The Man I Think I Know by Mike Gayle
Publisher: Hodder & Stoughton
Publishing Date: 19th April 2018
Source: Received from the publisher in return for an honest review, thank you!
Number of pages: 320
Genre: General Fiction
Whatever happens to those kids at school who are always being tipped to be stars in adult life?
It’s a question all of us find ourselves asking at some time and Mike Gayle’s powerful, poignant novel answers it with regard to Danny Morgan and James McManus – rivals for top honours in everything throughout their school years in Birmingham.
Whatever their friends and teachers might have expected, neither Danny nor James is currently running the country.
Depressed and unemployed, Danny is facing an ultimatum from his girlfriend Maya: if he doesn’t get out and get a job, she’s leaving.
It was an accident that changed James’s life and now he is looked after affectionately by his parents. But his sister Martha believes that the role of full-time carers is destroying their lives – and infantilising her brother.
She suggests that James should go into a respite home while her parents take a break.
The respite home, as it turns out, where Danny has just got a job.
What is the path that has brought these two people to this unexpected place, and where will it take them next?
This is the story of Danny and James, but also of the families who love them and of the women they love. It is a story of many surprising twists, by turns funny and sad, painful and uplifting, and marks a brilliant new stage in the writing career of one of Britain’s favourite novelists.
Having been a great fan of Mike Gayle since reading his first novel “My Legendary Girlfriend” I am always impatiently waiting for his new release. This time he let us wait long but it was worth the wait, as I think that “The Man I Think I Know” must be his best novel yet. Mike Gayle has always been a champion of writing about relationships but this time he’s opted for a different one, this of a friendship, and still he pulled it off completely, delivering a fantastic, emotional and realistic story. I had a feeling that few of Mike Gayle’s last books were a little different in tone but this book seems like a new direction – it’s mature, it’s powerful yet it still reads like other books by this author.
Mike Gayle’s writing style stays the same – it’s full of humour but also down to earth, chatty and easy to follow. His characters are always brilliantly developed and it’s the same here with Danny and James, as well as the other background characters. The friendship described in this story sounds realistic and true, both characters are genuine in what they’re doing and how they communicate. They are believable. They made mistakes, they’re not perfect, they have better and worse moments which only made them more true to life.
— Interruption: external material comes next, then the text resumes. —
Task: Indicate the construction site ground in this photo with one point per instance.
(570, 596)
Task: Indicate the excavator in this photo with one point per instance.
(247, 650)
It is also one of the most unlikely friendships taking into consideration all the circumstances: how Danny and James got to know each other and how they met again after all those years. The story is told in alternative point of views and it was a great way to tell it. With their stories, they just pull you in deeper and deeper and I quickly found myself falling for them both and found both stories incredibly interesting and captivating. I was waiting for the big reveal and when it came I didn’t feel disappointed, like it often happens when you’re waiting for something holding your breath and then it feels so meh. No, it lived up to my expectations and the only thing that bothered me a little and left me a bit disappointed was the ending, guys, I’d love a little bit more, but it was the only thing, other than that I loved this story.
The things the characters are forced to deal with, those many things in their lives are true to life, and the way they’re dealt with is realistic, relatable and believable. The author offers also a very deep and detailed insight into a life with ABI – acquired brain injury and I loved the way it was dealt with, with tons of understanding and subtlety but without pitying. With his words, he touches upon the right heart – strings.
“The Man I Think I Know” is a book about second chances and personal growths. It’s heart – warming and uplifting, as well as poignant and moving. I drank this story in with my whole being, I didn’t want to miss a single word. A bittersweet, realistic tale about family dynamics, love and second chances with enough drama, fun and charming romance that I highly, highly recommend!